G1 — Stateless core proven (target: v2.0.0-alpha).
WS1–WS3 complete. The four-way era matrix passes; composer check green;
conformance regression-free against the then-current suite; legacy scenarios
untouched.
G2 — Feature complete (target: v2.0.0-beta).
WS4–WS6 complete. Tasks and Apps work end-to-end; the cross-revision
regression matrix is in CI and green; deprecation annotations in place. From
this point the public v2 API only changes in response to review findings,
spec drift, or conformance failures.
G3 — Validated (target: v2.0.0-RC).
WS7–WS8 complete. 100% of applicable required conformance tests on the
newest 2026-07-28 suite with an honest, shrinking baseline; the
shared-hosting validation report is written and every core feature works on
the stock hosting profile.
G4 — Release (v2.0.0).
WS9–WS10 complete; the final 2026-07-28 spec is published and a clean
conformance run has been made against the suite version current at
publication. The human maintainer tags the release.
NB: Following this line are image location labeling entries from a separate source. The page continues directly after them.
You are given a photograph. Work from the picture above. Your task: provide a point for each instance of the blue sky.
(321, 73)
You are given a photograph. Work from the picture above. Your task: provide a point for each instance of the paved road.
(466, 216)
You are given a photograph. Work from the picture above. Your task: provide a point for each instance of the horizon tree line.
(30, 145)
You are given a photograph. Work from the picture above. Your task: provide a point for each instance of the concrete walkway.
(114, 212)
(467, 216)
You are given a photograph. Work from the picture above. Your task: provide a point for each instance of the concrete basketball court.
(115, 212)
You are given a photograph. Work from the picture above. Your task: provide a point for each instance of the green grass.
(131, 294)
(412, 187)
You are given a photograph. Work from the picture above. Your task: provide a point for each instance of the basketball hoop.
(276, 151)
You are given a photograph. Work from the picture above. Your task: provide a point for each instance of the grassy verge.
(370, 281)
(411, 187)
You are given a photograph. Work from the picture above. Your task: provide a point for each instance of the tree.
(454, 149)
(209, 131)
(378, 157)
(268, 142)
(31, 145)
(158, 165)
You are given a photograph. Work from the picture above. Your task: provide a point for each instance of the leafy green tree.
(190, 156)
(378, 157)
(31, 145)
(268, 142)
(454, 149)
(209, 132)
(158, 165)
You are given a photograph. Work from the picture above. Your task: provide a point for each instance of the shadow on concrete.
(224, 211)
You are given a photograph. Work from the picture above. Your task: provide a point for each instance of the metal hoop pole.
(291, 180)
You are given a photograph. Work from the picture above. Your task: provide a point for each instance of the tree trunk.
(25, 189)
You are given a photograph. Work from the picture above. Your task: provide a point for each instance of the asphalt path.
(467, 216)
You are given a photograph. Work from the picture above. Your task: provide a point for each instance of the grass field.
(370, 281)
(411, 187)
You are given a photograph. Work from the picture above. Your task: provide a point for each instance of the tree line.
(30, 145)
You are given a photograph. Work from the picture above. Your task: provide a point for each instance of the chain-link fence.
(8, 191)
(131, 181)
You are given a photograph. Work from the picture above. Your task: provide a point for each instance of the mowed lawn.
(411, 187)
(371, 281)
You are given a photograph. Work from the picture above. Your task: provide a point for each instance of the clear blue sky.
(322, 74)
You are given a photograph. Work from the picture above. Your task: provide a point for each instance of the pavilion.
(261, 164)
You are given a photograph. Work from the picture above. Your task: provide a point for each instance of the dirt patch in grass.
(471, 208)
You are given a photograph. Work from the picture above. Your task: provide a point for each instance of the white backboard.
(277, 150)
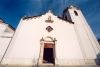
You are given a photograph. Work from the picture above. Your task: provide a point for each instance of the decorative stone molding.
(52, 41)
(49, 28)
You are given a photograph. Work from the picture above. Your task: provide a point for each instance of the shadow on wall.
(97, 60)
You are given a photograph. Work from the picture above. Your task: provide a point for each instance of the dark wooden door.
(48, 53)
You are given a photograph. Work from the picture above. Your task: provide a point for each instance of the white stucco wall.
(25, 46)
(87, 39)
(5, 38)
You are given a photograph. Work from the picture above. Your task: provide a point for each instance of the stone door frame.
(50, 41)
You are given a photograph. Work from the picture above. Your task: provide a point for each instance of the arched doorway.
(47, 51)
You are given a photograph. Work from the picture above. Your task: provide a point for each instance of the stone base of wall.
(60, 62)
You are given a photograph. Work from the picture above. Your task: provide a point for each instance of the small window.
(75, 13)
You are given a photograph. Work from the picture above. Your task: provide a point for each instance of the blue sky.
(11, 11)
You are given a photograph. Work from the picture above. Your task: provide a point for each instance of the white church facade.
(49, 39)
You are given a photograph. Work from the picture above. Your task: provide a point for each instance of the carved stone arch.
(50, 40)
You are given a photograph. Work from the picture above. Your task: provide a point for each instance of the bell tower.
(89, 46)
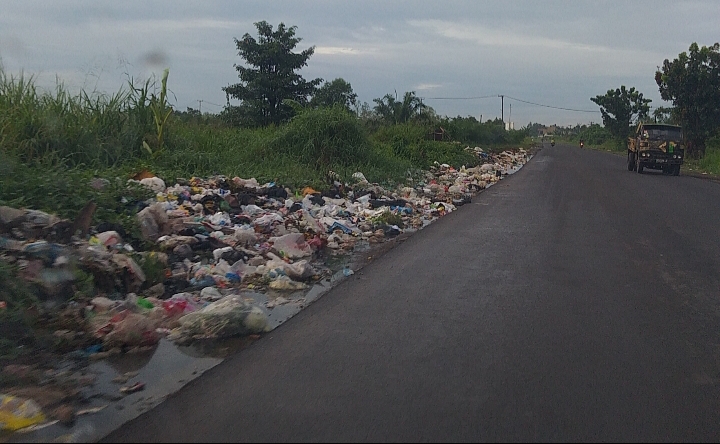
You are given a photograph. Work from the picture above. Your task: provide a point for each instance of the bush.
(711, 159)
(323, 138)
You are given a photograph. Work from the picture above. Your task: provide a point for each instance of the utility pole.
(502, 107)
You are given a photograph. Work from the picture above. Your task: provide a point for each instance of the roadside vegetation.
(60, 150)
(691, 83)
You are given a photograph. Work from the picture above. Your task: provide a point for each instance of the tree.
(393, 111)
(692, 83)
(663, 114)
(270, 77)
(620, 108)
(337, 92)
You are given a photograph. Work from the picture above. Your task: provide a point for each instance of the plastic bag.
(285, 283)
(230, 316)
(291, 245)
(17, 413)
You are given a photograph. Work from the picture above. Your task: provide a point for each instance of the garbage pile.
(212, 238)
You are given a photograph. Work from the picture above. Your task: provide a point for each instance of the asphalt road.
(574, 300)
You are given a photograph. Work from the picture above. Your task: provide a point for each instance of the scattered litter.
(138, 386)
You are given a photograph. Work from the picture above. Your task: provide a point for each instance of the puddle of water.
(164, 370)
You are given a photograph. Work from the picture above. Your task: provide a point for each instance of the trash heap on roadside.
(211, 238)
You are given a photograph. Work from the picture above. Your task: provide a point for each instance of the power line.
(512, 98)
(553, 107)
(458, 98)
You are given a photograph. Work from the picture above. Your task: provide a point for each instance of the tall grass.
(96, 130)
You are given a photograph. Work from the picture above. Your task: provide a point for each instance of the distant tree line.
(272, 92)
(691, 82)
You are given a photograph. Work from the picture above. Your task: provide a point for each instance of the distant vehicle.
(656, 146)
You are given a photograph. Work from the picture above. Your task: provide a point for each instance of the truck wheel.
(631, 161)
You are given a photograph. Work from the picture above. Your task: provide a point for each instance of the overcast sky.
(554, 53)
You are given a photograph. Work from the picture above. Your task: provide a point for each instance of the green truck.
(656, 146)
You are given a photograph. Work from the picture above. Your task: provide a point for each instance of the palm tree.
(394, 112)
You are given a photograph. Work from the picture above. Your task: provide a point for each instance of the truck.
(656, 146)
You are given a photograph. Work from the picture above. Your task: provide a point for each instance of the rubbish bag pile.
(212, 238)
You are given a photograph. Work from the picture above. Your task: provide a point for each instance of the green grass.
(55, 144)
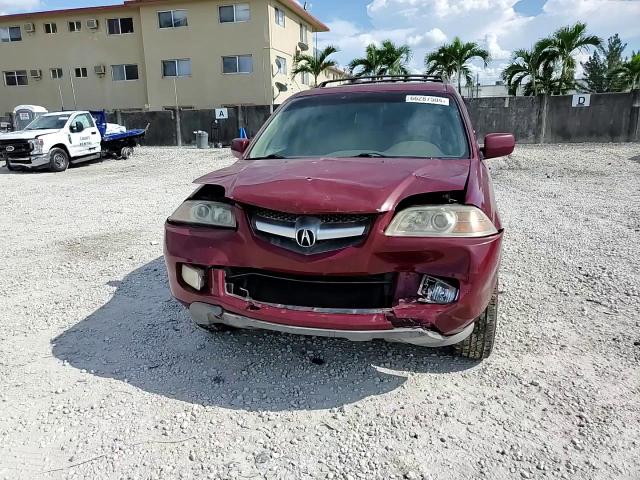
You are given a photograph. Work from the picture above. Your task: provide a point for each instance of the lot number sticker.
(427, 99)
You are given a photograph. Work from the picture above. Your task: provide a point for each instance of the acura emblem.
(305, 237)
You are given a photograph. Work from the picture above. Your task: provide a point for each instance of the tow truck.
(56, 140)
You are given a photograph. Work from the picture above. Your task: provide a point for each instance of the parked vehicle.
(363, 211)
(55, 140)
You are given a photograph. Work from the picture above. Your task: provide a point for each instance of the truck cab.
(52, 141)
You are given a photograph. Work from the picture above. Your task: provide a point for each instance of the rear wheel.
(479, 344)
(58, 160)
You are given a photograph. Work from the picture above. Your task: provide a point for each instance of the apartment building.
(150, 54)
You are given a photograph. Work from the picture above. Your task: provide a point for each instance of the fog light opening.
(193, 276)
(434, 290)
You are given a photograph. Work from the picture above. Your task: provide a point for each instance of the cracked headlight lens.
(441, 221)
(204, 212)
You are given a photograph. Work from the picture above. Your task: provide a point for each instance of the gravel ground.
(102, 374)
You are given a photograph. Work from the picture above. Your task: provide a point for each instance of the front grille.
(312, 292)
(325, 218)
(20, 148)
(333, 231)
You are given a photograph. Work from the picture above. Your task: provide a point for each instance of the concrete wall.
(611, 117)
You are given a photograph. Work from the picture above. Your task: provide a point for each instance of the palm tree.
(452, 58)
(527, 65)
(629, 72)
(314, 64)
(566, 42)
(388, 59)
(369, 65)
(395, 58)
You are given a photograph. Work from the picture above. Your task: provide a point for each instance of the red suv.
(362, 210)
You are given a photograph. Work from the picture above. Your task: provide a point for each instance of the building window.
(13, 79)
(239, 12)
(172, 19)
(10, 34)
(176, 68)
(281, 63)
(280, 17)
(119, 26)
(124, 72)
(237, 64)
(304, 33)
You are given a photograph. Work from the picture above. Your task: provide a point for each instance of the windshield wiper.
(369, 155)
(268, 157)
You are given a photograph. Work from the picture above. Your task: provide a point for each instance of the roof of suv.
(373, 86)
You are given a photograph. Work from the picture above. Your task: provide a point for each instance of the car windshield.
(47, 122)
(367, 124)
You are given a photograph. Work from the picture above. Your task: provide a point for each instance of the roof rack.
(384, 79)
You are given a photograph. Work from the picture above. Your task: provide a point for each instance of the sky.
(501, 26)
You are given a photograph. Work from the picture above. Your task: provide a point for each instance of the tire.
(479, 344)
(58, 160)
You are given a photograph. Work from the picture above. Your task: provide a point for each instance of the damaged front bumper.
(471, 263)
(206, 315)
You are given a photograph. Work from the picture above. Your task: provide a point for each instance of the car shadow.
(142, 336)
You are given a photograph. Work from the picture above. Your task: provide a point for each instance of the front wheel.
(479, 344)
(58, 160)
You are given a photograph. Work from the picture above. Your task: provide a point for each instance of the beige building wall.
(68, 50)
(204, 41)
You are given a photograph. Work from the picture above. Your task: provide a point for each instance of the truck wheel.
(479, 344)
(58, 160)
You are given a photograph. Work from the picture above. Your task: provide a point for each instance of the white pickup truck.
(56, 140)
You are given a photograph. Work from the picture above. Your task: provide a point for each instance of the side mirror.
(498, 145)
(238, 146)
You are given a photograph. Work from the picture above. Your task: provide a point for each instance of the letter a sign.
(581, 100)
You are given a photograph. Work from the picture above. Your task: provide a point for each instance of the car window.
(85, 119)
(381, 124)
(46, 122)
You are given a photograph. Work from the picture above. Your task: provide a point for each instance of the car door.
(84, 136)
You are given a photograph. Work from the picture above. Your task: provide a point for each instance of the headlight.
(36, 145)
(441, 221)
(204, 212)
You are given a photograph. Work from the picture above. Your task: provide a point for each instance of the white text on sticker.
(428, 99)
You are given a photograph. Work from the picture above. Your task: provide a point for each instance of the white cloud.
(12, 6)
(425, 24)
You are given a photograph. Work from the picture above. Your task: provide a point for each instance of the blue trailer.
(119, 144)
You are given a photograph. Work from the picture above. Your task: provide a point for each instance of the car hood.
(28, 134)
(325, 185)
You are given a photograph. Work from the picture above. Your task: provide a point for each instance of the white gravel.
(102, 374)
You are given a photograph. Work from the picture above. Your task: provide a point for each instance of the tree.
(600, 67)
(314, 64)
(388, 59)
(525, 69)
(451, 58)
(395, 58)
(565, 43)
(628, 74)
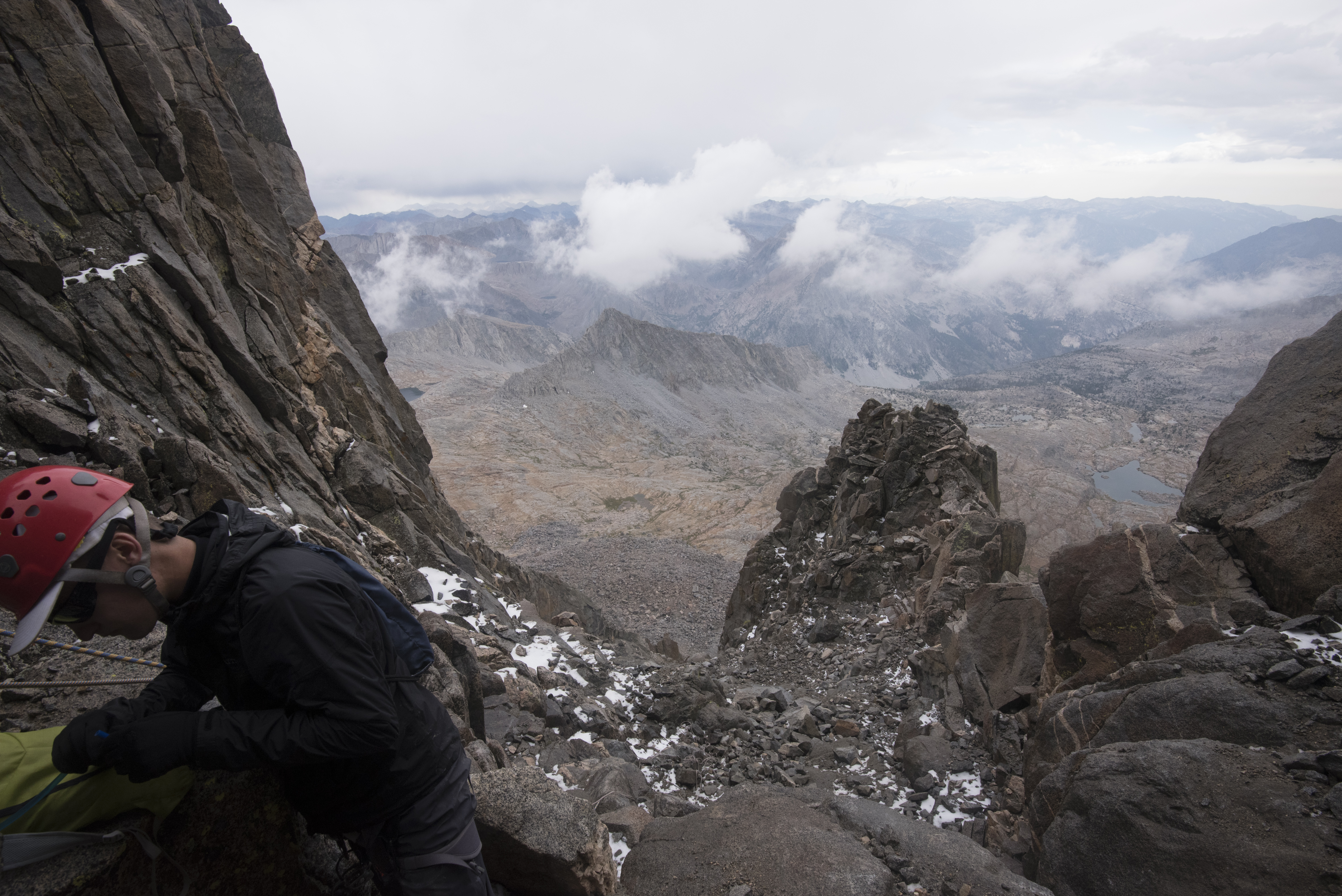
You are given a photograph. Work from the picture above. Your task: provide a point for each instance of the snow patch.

If the final spec lands changes after G3, the affected workstreams re-open as new milestones (research → implement → review → approve) before G4 — the gates are checkpoints, not a ratchet that forbids going back.
Maintaining this plan
- This plan is amended through the same process as code: an agent researches and drafts the change, a human reviews, approves, and commits. Material scope changes are also announced in CHANGELOG.md, per the roadmap's revision-history policy.
- Each milestone's research step (step 1) is the standing mechanism for catching spec drift: when the official text has moved away from this plan, the milestone updates the plan in the same change set as the code.
- When a workstream completes, its section gains a short Status line (date, gate, anything intentionally descoped) rather than being deleted — the plan doubles as the v2 development record.